Sunday, December 19, 2010

Heap of Junk!

My bloodwork from Wednesday all came back normal.

Except.

My blood sugar. Which was 62, apparently. The funny thing is, I checked my blood sugar on my meter three minutes before the appointment. The meter said 86.

In September I saw a different doctor about other things and I had a tremor during the appointment. I pointed it out, and suggested it might be my thyroid. On the bloodwork, the only abnormal result was... my blood sugar. Which was low. Ooops.

My Dexcom average hasn't gone under 130. My meter average is somewhere in the 150s. My A1cs in November and December were 6.1 and 6.2, suggesting an average of about 125.

Now, I've been managing diabetes and using blood sugar meters for over 51 months at this point. I am aware that I am using one of the best meters on the market in terms of accuracy and consistency. And from my checking twice for calibrations, as well as at other times, I have a pretty good sense of the consistency of my meter. For numbers above 200, a retest is almost always within 5% if my hands are clean. For numbers below 100, a retest is almost always within 5 mg/dl, but not necessarily 5%. The point is though- my meter is consistent.
But in 2007, when I consistently asked my doctors to tell me what the blood sugar was when they were doing CBCs, and would check on my meter right before or after the blood draw, I found that that, if the blood draw was accurate, then my meter... was not.

I know people compare the meter to the blood draw but frankly I don't think it's the meters that go back, just test strips. I mean, seriously, what in the meter is going to go bad? It's the test strips. It's also that it seems to me that if a meter is inaccurate inconsistently, sometimes it's accurate. And it's not the that the meter is necessarily going to do better on the next test- it's just lucky sometimes.

I also know people who think the meters are totally worthless due to inaccuracy. I do not feel this way. I cannot feel my highs or lows dependably. I can't tell them apart from each other either. My meter, inaccurate as it is, makes much more accurate guesses about my blood sugar than I do. If my blood sugar is 400, my meter doesn't guess that it's 40- that would be me. In fact, if my blood sugar is truly below 70, I can depend on my meter to read below about 100. And yes- that is not the accuracy I want. But it's a lot better than I can do on my own.

I am wondering right now if I should simply assume my blood sugar is 10% or so higher than the meter says. The Dexcom inaccuracy could simply be because, as I've already noted, it has a strong tendency to exaggerate my highs, or if it's because I'm calibrating with an inaccurate meter.
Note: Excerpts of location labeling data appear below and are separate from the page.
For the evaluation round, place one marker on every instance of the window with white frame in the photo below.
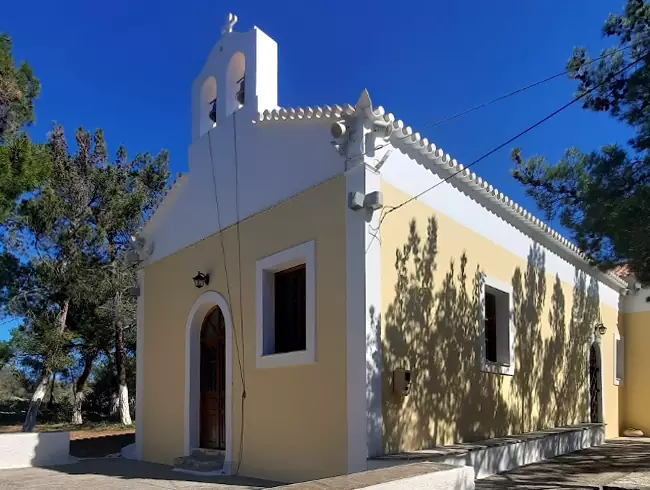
(285, 304)
(497, 347)
(619, 359)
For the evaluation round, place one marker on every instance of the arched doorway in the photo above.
(203, 306)
(212, 424)
(595, 388)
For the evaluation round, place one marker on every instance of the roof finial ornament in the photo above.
(230, 23)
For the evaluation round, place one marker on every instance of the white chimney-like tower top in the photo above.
(242, 66)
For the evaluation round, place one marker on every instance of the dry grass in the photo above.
(84, 431)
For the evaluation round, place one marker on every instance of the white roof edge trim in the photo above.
(438, 162)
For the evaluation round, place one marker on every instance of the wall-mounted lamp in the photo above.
(201, 279)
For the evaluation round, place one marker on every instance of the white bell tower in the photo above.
(240, 75)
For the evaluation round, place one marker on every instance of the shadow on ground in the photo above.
(97, 447)
(609, 465)
(118, 473)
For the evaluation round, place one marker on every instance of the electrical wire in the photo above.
(241, 310)
(390, 209)
(505, 96)
(523, 89)
(223, 252)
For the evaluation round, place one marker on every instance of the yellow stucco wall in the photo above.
(295, 417)
(636, 399)
(430, 324)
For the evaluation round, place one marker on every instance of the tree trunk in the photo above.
(115, 401)
(35, 402)
(79, 394)
(50, 403)
(120, 356)
(41, 388)
(125, 413)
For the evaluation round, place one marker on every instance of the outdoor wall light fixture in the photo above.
(201, 279)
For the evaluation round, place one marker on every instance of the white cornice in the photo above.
(442, 164)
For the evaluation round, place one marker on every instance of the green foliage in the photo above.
(603, 196)
(18, 89)
(66, 222)
(23, 164)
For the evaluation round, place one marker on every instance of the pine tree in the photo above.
(23, 165)
(603, 196)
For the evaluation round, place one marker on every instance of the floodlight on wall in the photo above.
(338, 129)
(201, 280)
(372, 201)
(213, 111)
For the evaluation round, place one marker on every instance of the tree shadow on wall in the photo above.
(434, 334)
(528, 295)
(565, 390)
(432, 328)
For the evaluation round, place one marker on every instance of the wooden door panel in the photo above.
(213, 366)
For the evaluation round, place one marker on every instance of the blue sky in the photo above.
(127, 66)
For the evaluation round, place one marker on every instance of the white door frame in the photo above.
(200, 309)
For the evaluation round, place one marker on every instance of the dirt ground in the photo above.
(91, 440)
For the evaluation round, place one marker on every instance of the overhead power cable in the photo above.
(522, 89)
(505, 96)
(390, 209)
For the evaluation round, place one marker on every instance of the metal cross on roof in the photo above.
(230, 23)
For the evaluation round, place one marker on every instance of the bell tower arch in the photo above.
(239, 75)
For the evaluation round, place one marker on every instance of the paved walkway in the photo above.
(618, 464)
(118, 474)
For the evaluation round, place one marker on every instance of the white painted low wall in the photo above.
(504, 455)
(492, 460)
(23, 450)
(452, 479)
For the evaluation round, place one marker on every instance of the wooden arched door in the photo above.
(594, 386)
(213, 381)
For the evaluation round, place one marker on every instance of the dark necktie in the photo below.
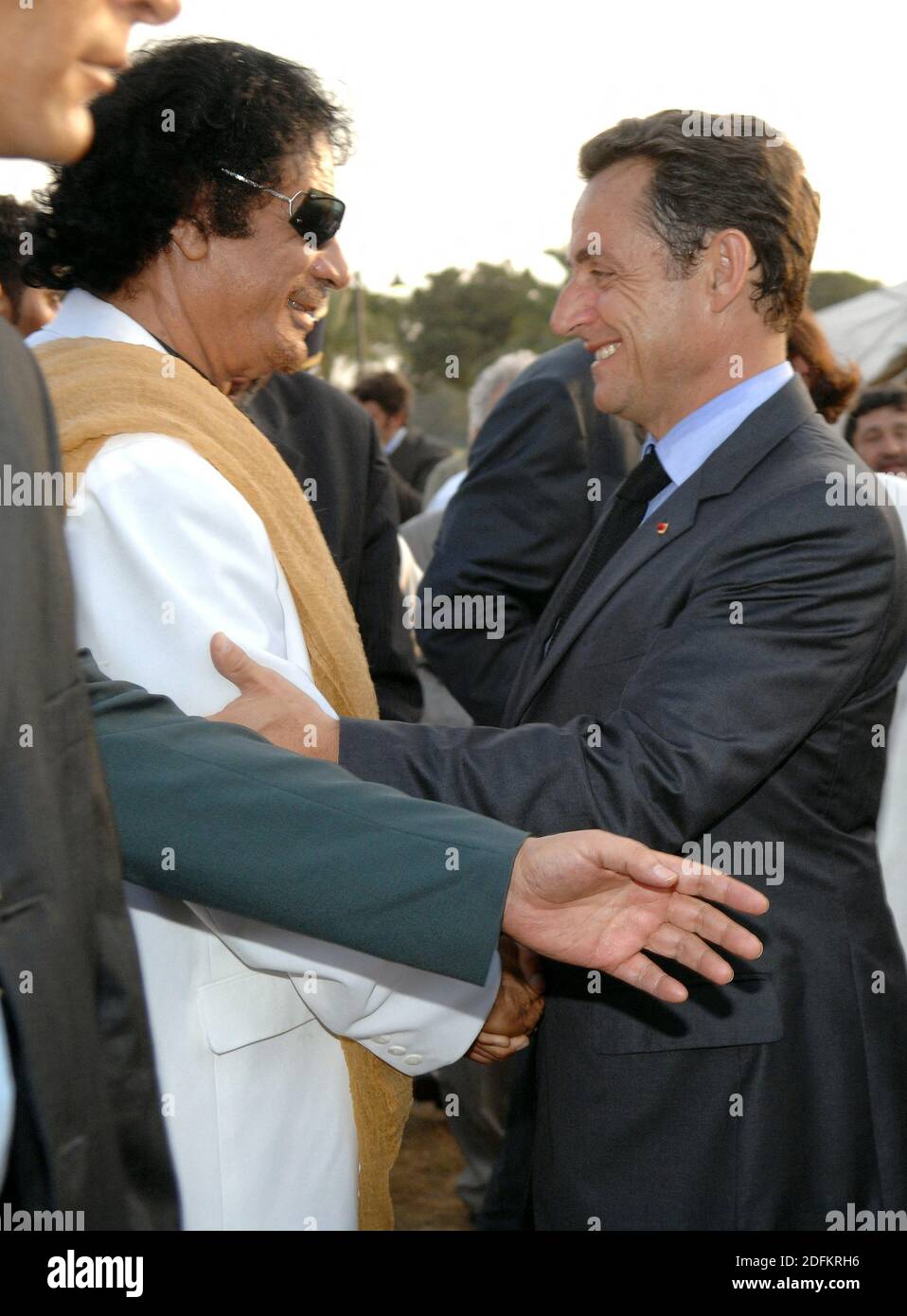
(626, 513)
I don't know. I do know that when I used a One Touch, I got results that were way far apart when I'd test twice in a row, much further apart then I get from two consecutive tests on the Aviva.
P.S. I meant to write that maybe I should assume I'm 10% lower than what the meter says.

1 comment:

Unknown said...

Interesting on the One Touch. Joe uses it, but it also has the remote to the Animas Ping built into it. So, like you, I am left wishing for more accuracy, but will take what I can get...just having the information on whether the number is high or low is huge...as Joe, too has difficulty in determining the difference at times.

Cool post...and I was hoping for some abnormal lab values for you...so you could get some answers...ANYTHING. That has to be frustrating Jonah. Are you feeling any better these days?